When you say you want the assembly with the most hits, do you mean the assembly that had the fewest number of "no hits found" (i.e. perfect score is 2500--each had at least one hit), or the assembly with the most hits (each of the 2500 COGS have multiple hits---perfect score would be way more than 2500 total hits).

I would say the assembly that had the fewest number of "no hits found." Do you think that would be a better selection?

I'm not sure--it sort of depends on what you want to know. Short kmer values will probably have more hits overall, but the hits will be shorter. I often am trying to find the assembly kmer value that has the highest number of hits that fully span the length of the query sequence.

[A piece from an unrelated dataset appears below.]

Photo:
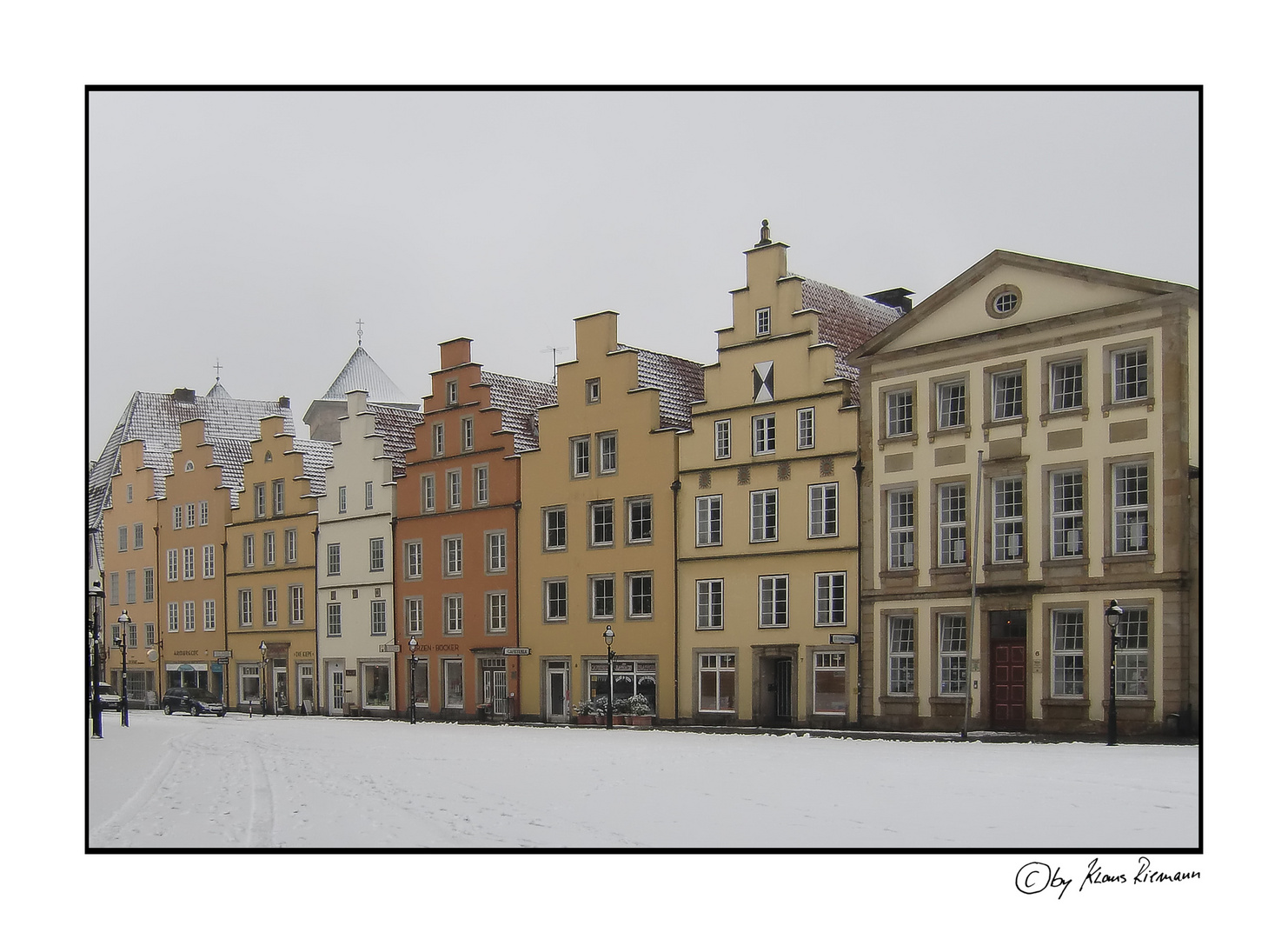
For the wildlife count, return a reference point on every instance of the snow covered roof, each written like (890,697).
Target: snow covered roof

If you just want to see how many 'No hits found' there are, you can use:
grep -c 'No hits found' <filename>

So you find the best kmer assembly based on the "highest number of hits?" I just want to know which is the best optimal kmer assembly by blasting it against COGS, or should I pick the best hits based on the e-value? How do you pick your best kmer?

I'm not sure what the particulars of your experiment are. I'm often dealing with targeted sequencing, where we are trying to sequence a subset of a few thousand regions of a genome. For something like this, evaluating the best assembly is a little tricky. For each assembly kmer value, I blast my target regions against the assembly. I want to find the assembly that:

1) matches as many target regions as possible (i.e. lowest number of "No hits found" in the blast report)
2) maximizes the number of target regions that have contigs that match along their entire length (if a target region is 300 basepairs long, I want assemblies that make contigs where the alignment between the target and the contig is 300 base pairs long, or as close as possible).

This is more involved than counting with grep. It involves going through each blast query, denoting how long the query sequence is, getting the length of the alignment for the longest hit, and comparing the two. I use Bio::SearchIO from the bioPerl package for this sort of thing.

I'm not sure what the standard is, or if there is an agreed upon protocol for evaluating assemblies where the goals are more complex than maximizing N50. It's an active area of research for sure (i.e. http://www.biomedcentral.com/1471-2164/14/465). It may be appropriate to merge assemblies from different kmer values as well then reevaluate--something else to look into.

This is a great opportunity for you to learn to program in Python or Perl!